Harper Lee (full name Nelle Harper Lee) was born on April 28, 1926 (89 years old this year). The youngest of four children, she grew up as a tomboy in a small town. Her father was a lawyer, a member of Alabama state legislature and also owned a part of the local newspaper. She had a close childhood friend, named Truman Capote, who was often bullied for being sensitive and wearing fancy clothes. Truman lived with his mother’s relatives in town, due to his being abandoned by his parents. Truman, like Harper Lee, eventually became a writer and wrote a nonfiction book called ‘In Cold Blood’, based on a murder case.
As you can see, Harper Lee’s childhood life is actually very similar to her character Scout’s life as seen in ‘To Kill a Mockingbird’.

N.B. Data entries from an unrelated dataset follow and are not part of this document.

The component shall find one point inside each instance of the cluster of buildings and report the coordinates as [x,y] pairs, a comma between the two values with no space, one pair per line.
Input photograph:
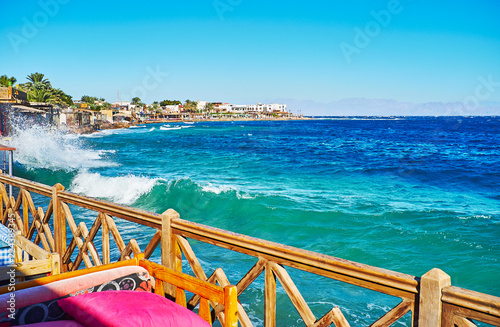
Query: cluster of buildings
[126,111]
[14,104]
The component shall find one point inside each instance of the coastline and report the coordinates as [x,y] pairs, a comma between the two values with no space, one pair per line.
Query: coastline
[89,129]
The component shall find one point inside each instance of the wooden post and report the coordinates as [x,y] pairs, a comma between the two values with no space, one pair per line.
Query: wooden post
[55,262]
[59,222]
[270,297]
[168,251]
[231,306]
[25,213]
[431,306]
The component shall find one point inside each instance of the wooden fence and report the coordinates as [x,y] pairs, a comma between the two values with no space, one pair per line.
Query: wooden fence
[430,299]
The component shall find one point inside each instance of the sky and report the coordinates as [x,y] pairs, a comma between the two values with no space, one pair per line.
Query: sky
[244,52]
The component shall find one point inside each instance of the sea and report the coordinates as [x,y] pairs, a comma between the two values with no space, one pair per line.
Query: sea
[402,193]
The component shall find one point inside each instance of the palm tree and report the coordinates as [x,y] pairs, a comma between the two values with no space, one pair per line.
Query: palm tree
[60,98]
[7,81]
[37,78]
[40,93]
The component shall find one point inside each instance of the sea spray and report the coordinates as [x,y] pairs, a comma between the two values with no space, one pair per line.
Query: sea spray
[120,189]
[39,147]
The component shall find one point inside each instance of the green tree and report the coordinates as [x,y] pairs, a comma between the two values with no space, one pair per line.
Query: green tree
[7,81]
[60,98]
[35,78]
[170,103]
[88,99]
[209,107]
[39,92]
[190,106]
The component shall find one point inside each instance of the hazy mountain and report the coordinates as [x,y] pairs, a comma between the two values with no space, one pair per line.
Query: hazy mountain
[387,107]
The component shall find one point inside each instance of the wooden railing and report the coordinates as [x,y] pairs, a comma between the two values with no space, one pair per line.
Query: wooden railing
[431,299]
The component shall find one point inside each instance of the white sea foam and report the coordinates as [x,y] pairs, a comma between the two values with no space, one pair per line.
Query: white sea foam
[217,189]
[39,147]
[122,189]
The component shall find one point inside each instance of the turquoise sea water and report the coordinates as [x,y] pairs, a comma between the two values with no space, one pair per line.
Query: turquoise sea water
[406,194]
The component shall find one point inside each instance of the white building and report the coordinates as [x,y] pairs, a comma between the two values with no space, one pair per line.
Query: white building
[172,108]
[201,105]
[276,107]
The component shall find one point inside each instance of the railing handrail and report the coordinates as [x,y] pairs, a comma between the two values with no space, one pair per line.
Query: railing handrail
[477,301]
[382,280]
[298,258]
[428,297]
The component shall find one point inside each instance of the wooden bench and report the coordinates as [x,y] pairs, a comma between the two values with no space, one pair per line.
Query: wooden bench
[54,287]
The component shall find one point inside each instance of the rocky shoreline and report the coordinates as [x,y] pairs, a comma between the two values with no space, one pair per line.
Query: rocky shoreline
[89,129]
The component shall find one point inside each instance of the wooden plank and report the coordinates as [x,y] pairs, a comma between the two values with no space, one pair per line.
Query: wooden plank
[89,238]
[30,268]
[270,297]
[251,275]
[106,257]
[132,247]
[151,247]
[430,305]
[314,263]
[184,281]
[55,264]
[159,287]
[58,220]
[30,247]
[34,213]
[326,320]
[307,260]
[204,311]
[191,257]
[26,220]
[66,259]
[339,319]
[242,315]
[41,236]
[452,312]
[115,233]
[294,294]
[82,255]
[394,314]
[230,306]
[463,322]
[46,231]
[19,222]
[49,212]
[67,275]
[168,252]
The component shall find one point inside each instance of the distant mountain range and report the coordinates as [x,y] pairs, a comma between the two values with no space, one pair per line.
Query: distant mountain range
[387,107]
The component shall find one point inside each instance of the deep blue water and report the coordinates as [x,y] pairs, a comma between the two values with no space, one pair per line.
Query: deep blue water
[406,194]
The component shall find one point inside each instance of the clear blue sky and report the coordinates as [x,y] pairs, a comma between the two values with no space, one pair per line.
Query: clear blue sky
[243,51]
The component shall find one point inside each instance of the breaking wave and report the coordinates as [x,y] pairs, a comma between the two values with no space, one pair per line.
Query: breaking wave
[38,147]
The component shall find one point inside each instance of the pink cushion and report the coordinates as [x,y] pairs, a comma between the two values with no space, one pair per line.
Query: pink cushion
[59,323]
[128,308]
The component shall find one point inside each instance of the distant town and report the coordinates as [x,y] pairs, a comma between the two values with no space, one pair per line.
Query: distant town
[37,101]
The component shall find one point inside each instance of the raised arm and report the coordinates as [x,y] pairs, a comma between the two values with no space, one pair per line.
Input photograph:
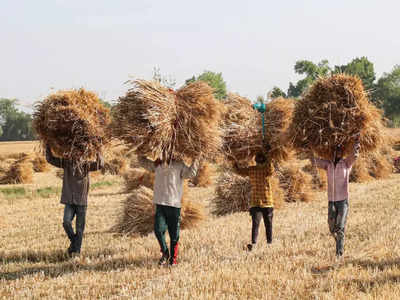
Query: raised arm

In July 1960, ‘To Kill a Mockingbird’ was published. The following year, it won the prestigious Pulitzer Prize award and other literary awards. In 1962, Horton Foote wrote a screenplay based on the book and adapted it into a movie. The movie went on to receive eight Academy Award nominations, including Best Actor for Gregory Peck’s portrayal of Atticus Finch.
‘Go Set a Watchman’ is actually based on the later lives of the characters in ‘To Kill a Mockingbird’. It was sent to a publisher in 1957, but he rejected it and asked her to revise the story and make the main character, Scout, a child. Harper Lee worked on it for two years and it eventually became ‘To Kill a Mockingbird’. ‘Go Set a Watchman’ was thought to be lost, until it was discovered by Harper Lee’s lawyer in a safe. Later, it was announced in February this year that HarperCollins would be publishing ‘Go Set a Watchman’, to general excitement of the public (myself included).
However, not everyone enjoyed the revival of Harper Lee’s writing career.
‘Go Set a Watchman’ was met with shocked reactions from almost everyone – and for good reason too, because it featured a racist Atticus Finch, among other unexpected character changes. The global community, who have mostly grown up admiring Atticus as an ideal father figure, has now balked at Atticus version 2.0 showing racist attitudes, lobbying for segregation and even joining the Ku Klux Klan.
Some have tried to justify Atticus’s change of heart. According to the New York Times, ‘In “Mockingbird”, Atticus was a role model for his children, Scout and Jem – their North Star, their hero, the most potent moral force in their lives. In “Watchman”, he becomes the source of grievous pain and disillusionment for the 26-year-old Scout’.
So what do you think? Is ‘Go Set a Watchman’ an insightful and relevant novel? Or should Harper Lee have left Atticus, Scout and Jem’s famed story alone?